After breaking the important psychological barrier of 50 percent two quarters ago, revenue growth dipped below that halfway mark again this quarter.

When asked whether revenues increased, decreased, or stayed the same since the last survey, 46 percent of respondents said there was an increase, a reduction of seven points from second quarter. In fact, the revenue number is now flat for the year—the same number of respondents reported an increase in the first quarter. Meanwhile, the figures for those reporting a decrease was also the same as the first quarter and up from the second quarter (20 percent this quarter, up from 16 in the second quarter).  However, the revenue numbers are still far better than two years ago when they were the reverse, with far more companies experiencing a decline in revenues rather than an increase.

Responses to the survey question “In the last three months, my revenues have increased, decreased, or stayed the same.” 

The numbers by region again showed that Europe and Asia have the biggest decreases in demand and revenue.  Both had one-quarter of respondents reporting a decrease in revenues.  In fact, in Europe, 8 percent reported they had experienced a full 25 – 49 percent decrease in revenue.
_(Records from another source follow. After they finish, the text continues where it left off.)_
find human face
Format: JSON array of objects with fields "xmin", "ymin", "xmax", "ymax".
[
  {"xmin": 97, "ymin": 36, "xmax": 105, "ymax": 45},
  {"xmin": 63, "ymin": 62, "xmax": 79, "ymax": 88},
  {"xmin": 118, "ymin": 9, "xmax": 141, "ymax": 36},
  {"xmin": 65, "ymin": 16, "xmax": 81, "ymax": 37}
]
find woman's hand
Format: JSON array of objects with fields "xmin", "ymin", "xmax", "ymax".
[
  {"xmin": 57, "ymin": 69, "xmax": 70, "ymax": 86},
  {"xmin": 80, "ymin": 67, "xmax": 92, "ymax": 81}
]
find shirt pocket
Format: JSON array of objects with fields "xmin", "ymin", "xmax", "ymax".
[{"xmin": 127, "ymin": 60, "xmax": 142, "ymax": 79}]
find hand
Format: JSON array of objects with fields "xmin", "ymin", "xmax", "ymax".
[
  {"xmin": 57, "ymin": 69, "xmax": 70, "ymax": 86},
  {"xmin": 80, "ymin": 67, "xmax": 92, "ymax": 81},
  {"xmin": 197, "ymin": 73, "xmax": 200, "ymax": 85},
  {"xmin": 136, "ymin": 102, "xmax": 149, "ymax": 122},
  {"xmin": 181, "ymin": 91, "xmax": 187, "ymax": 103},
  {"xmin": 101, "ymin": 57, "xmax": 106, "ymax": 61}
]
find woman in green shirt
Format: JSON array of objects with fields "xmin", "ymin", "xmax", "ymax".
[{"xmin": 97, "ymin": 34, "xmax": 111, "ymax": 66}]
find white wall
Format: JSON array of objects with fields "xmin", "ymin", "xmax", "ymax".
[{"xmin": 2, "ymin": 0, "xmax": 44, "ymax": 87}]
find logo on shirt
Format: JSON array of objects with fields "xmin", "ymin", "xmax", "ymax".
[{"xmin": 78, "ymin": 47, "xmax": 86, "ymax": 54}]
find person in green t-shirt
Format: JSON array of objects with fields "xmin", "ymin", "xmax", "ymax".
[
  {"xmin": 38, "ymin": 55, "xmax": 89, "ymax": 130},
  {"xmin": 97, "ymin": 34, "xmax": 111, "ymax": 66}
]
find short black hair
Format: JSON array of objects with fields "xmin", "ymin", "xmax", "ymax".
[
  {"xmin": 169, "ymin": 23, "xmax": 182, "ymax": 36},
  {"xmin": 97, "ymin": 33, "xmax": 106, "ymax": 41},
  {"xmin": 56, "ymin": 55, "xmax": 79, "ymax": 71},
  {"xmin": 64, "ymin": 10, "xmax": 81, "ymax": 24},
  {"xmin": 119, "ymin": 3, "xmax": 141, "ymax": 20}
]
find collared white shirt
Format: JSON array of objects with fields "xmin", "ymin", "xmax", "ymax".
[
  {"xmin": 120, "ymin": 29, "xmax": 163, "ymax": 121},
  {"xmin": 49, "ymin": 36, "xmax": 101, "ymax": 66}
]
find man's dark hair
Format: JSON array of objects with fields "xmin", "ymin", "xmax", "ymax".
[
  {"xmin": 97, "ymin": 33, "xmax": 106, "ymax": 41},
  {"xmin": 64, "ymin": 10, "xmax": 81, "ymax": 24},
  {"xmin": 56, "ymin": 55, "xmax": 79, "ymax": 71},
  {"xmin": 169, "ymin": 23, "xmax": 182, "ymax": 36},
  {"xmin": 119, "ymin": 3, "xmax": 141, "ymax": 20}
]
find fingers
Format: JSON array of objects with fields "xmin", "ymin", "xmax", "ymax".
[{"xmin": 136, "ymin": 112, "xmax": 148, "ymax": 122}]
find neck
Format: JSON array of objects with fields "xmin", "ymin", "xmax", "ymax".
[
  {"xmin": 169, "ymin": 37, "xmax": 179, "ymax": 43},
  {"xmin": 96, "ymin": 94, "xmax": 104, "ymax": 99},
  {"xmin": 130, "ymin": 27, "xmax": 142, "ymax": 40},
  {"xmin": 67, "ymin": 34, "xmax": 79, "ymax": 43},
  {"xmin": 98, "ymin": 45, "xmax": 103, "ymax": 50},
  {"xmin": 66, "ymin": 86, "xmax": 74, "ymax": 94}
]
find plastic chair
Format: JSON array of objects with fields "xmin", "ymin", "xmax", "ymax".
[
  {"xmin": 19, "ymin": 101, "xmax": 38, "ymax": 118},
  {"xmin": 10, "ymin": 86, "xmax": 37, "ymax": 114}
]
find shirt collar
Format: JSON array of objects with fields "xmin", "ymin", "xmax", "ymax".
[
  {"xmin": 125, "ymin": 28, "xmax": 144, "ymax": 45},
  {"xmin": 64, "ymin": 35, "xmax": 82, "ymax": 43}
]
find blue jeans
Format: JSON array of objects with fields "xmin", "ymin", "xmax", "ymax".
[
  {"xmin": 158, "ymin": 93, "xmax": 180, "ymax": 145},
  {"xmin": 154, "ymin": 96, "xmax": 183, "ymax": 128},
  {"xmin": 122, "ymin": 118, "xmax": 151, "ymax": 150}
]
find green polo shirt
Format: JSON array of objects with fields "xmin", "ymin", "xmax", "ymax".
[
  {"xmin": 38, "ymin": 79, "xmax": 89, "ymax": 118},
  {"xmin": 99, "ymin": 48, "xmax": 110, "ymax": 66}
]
South America had by far the strongest revenue numbers with 57 percent of respondents reporting an increase and none of the South American members experiencing a decline.  These results represent an enormous shift compared to a year ago when half of all South American respondents reported a decline in revenues.

The GALA quarterly member pulse survey gives an economic measurement of the industry.  Previously distributed every quarter, the survey is now semi-annual. This quarter approximately 28 percent of GALA’s membership of 266 companies completed the survey.